The news is decidedly mixed regarding the nation’s most notorious “judicial hellholes” — described by the American Tort Reform Association as the worst jurisdictions in which to get sued. On one hand, the watchdog group downgraded Madison County, Ill. — once the nation’s top venue for questionable class-action lawsuits — after a series of reforms sparked by public outrage greatly reduced court shopping there. Unfortunately, two more judicial hellholes — in Clark County, Nev., and Atlantic County, N.J. — have stepped in to take its place. These developments were spotlighted yesterday as ATRA released the 2007 edition of its memorably titled compilation.

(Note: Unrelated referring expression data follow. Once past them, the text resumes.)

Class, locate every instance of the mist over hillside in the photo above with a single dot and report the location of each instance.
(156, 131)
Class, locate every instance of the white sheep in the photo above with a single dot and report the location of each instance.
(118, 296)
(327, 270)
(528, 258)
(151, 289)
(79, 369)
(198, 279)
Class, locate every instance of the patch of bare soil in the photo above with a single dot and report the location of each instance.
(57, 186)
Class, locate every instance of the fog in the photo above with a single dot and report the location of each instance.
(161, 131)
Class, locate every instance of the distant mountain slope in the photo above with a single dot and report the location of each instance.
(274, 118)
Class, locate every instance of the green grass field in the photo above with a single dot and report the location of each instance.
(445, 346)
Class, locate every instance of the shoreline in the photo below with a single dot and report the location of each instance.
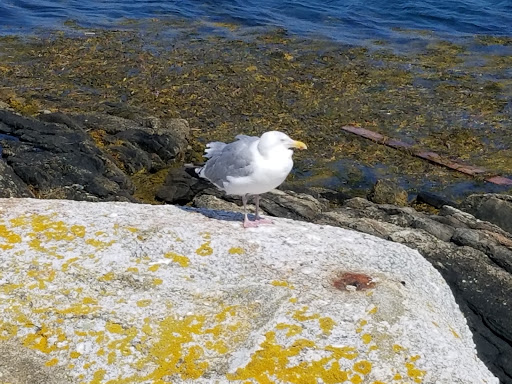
(224, 86)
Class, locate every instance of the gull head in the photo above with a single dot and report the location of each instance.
(275, 140)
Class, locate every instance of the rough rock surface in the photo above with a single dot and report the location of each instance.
(495, 208)
(117, 292)
(475, 258)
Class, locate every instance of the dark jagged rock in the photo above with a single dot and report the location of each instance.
(495, 208)
(52, 157)
(148, 143)
(474, 256)
(292, 205)
(434, 200)
(88, 157)
(10, 184)
(180, 186)
(387, 192)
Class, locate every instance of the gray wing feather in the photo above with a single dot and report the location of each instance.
(228, 160)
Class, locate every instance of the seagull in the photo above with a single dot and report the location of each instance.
(250, 166)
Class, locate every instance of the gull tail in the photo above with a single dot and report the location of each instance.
(213, 149)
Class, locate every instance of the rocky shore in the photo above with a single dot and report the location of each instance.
(114, 156)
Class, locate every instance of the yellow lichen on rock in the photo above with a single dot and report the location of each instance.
(273, 362)
(184, 261)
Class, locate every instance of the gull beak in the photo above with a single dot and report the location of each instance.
(299, 145)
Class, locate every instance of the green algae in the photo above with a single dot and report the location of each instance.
(445, 96)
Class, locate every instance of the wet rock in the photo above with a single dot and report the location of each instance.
(441, 231)
(481, 241)
(494, 208)
(10, 184)
(434, 200)
(147, 143)
(291, 205)
(387, 192)
(181, 186)
(50, 157)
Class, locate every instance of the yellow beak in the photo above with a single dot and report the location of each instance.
(299, 145)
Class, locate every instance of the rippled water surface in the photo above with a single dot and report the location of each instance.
(344, 20)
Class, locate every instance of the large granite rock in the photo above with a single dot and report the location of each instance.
(116, 292)
(474, 256)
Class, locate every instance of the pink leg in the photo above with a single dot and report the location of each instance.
(258, 218)
(247, 222)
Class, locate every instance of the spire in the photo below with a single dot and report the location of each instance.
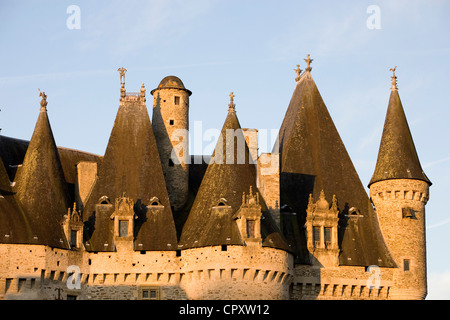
(132, 164)
(227, 178)
(313, 158)
(231, 105)
(397, 156)
(122, 72)
(298, 71)
(40, 184)
(308, 63)
(394, 79)
(43, 101)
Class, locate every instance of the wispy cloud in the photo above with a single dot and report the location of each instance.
(433, 163)
(439, 224)
(439, 286)
(128, 26)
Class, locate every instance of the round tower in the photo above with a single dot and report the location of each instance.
(399, 190)
(170, 123)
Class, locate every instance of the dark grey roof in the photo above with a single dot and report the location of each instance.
(41, 187)
(313, 158)
(132, 165)
(227, 181)
(397, 157)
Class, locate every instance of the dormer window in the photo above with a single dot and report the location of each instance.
(123, 228)
(251, 228)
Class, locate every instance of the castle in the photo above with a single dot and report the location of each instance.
(147, 221)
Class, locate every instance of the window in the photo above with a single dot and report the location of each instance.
(316, 237)
(73, 238)
(123, 228)
(250, 228)
(327, 237)
(150, 294)
(406, 265)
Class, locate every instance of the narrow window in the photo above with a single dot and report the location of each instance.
(316, 237)
(406, 265)
(123, 228)
(327, 236)
(73, 238)
(250, 228)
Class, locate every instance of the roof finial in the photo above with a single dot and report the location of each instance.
(308, 63)
(394, 79)
(43, 101)
(298, 71)
(231, 106)
(122, 71)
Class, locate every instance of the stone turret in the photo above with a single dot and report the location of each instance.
(399, 191)
(170, 122)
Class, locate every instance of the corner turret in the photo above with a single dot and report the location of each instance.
(399, 190)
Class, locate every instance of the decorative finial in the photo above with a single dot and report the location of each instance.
(308, 63)
(142, 91)
(43, 101)
(231, 106)
(122, 71)
(394, 79)
(298, 71)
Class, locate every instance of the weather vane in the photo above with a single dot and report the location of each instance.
(44, 99)
(394, 79)
(231, 105)
(298, 71)
(308, 63)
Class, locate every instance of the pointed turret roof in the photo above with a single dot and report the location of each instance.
(313, 158)
(230, 173)
(15, 226)
(40, 185)
(397, 156)
(132, 165)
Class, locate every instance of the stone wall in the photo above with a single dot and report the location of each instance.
(400, 206)
(40, 272)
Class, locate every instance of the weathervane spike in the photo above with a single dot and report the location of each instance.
(308, 63)
(298, 71)
(43, 101)
(394, 79)
(231, 106)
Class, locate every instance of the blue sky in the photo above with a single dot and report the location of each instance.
(251, 48)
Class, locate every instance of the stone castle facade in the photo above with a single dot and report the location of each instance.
(146, 221)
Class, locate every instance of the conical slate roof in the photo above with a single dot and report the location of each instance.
(397, 157)
(40, 185)
(313, 158)
(230, 173)
(131, 166)
(15, 226)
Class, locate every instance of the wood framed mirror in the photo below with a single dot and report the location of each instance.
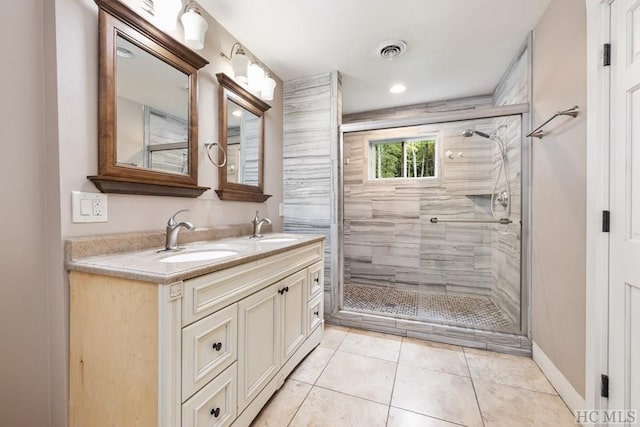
(241, 123)
(147, 104)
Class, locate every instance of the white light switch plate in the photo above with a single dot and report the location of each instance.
(88, 207)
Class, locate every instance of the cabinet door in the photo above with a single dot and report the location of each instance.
(294, 313)
(316, 279)
(258, 342)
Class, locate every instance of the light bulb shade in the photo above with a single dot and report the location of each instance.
(240, 66)
(195, 27)
(166, 13)
(268, 86)
(256, 75)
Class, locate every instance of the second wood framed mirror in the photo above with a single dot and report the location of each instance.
(241, 123)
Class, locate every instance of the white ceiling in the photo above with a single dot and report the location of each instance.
(456, 48)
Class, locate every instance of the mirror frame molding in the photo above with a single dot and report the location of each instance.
(115, 18)
(230, 90)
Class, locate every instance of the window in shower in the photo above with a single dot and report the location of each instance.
(405, 158)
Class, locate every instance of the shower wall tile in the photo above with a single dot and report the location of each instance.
(506, 294)
(392, 217)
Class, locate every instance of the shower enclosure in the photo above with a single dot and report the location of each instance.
(433, 224)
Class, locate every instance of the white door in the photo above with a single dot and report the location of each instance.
(624, 271)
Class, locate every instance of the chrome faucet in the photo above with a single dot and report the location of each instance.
(173, 229)
(257, 225)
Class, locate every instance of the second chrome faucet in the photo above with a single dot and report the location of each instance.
(173, 228)
(257, 225)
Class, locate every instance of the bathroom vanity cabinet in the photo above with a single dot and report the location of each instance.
(208, 350)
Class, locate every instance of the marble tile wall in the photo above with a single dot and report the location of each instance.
(418, 109)
(312, 116)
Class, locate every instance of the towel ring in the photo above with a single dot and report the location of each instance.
(208, 146)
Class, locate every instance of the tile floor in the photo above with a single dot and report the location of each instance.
(366, 379)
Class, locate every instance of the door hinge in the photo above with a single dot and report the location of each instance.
(605, 221)
(606, 54)
(604, 385)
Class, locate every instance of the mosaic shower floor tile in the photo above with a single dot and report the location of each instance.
(476, 311)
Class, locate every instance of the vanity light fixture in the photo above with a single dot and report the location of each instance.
(250, 73)
(239, 63)
(195, 26)
(256, 75)
(268, 86)
(398, 88)
(165, 13)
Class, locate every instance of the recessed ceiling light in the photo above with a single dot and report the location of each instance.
(399, 88)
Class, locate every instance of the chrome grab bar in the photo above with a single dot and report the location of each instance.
(483, 221)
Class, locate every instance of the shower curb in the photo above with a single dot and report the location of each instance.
(515, 344)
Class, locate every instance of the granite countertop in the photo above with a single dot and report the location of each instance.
(147, 265)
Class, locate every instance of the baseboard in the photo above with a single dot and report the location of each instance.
(564, 388)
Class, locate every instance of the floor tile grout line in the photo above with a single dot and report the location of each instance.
(353, 395)
(425, 415)
(393, 386)
(300, 405)
(473, 385)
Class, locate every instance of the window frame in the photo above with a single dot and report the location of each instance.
(431, 136)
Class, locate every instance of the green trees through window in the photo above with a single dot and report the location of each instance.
(414, 158)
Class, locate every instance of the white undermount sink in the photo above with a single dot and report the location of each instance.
(207, 255)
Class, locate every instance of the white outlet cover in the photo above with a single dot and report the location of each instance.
(95, 202)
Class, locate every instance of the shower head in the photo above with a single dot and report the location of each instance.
(470, 132)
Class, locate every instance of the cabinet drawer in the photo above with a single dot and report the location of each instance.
(316, 280)
(315, 313)
(208, 347)
(215, 404)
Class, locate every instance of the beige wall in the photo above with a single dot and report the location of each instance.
(559, 190)
(24, 330)
(49, 138)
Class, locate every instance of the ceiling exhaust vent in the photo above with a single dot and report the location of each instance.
(391, 49)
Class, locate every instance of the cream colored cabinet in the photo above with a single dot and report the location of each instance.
(207, 351)
(259, 345)
(272, 328)
(294, 316)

The District of Columbia got a well-deserved “Dishonorable Mention” for a widely ridiculed case involving former administrative law judge Roy Pearson, who sued a D.C. dry cleaners for $54 million over a pair of lost trousers. The case dragged on for two years and cost the defendants $240,000 in legal fees before it was finally dismissed in a two-day trial.
They’re hardly alone. Every day, defendants are forced to defend themselves from frivolous lawsuits that clog our judicial system and often leave them financially ruined — even if they prevail in court or never even go to court. The willful abuse of our legal system by some unscrupulous lawyers and their money-grubbing clients is even worse. For example, ATRA reports that one Ohio judge wound up barring all members of a law firm from his courtroom after discovering they had surreptitiously been seeking payoffs for the same shipyard worker’s death from asbestos trusts and a cigarette manufacturer.
It’s particularly hard for targeted companies and individuals to get a fair hearing in ATRA’s Top Three Judicial Hellholes of 2007: South Florida, Cook County, Ill., and Texas’ Gulf Coast and Rio Grande Valley. But the same thing is happening to a lesser degree in far too many jurisdictions across the country.
A lawyer in New York City sued her florist for more than $400,000 for substituting pastel hydrangeas for the rust and dark green ones she ordered for her wedding. Another New Yorker sued the local power company because a steam pipe explosion outside her Manhattan office building, which did not injure her, evoked “bad memories” of 9/11.
The court system exists to make legitimately injured parties whole, not to be used by shysters and extortionists to shake down anybody they choose. All Americans are guaranteed equal protection under the law, but they won’t get it as long as any of these judicial hellholes remain open for business.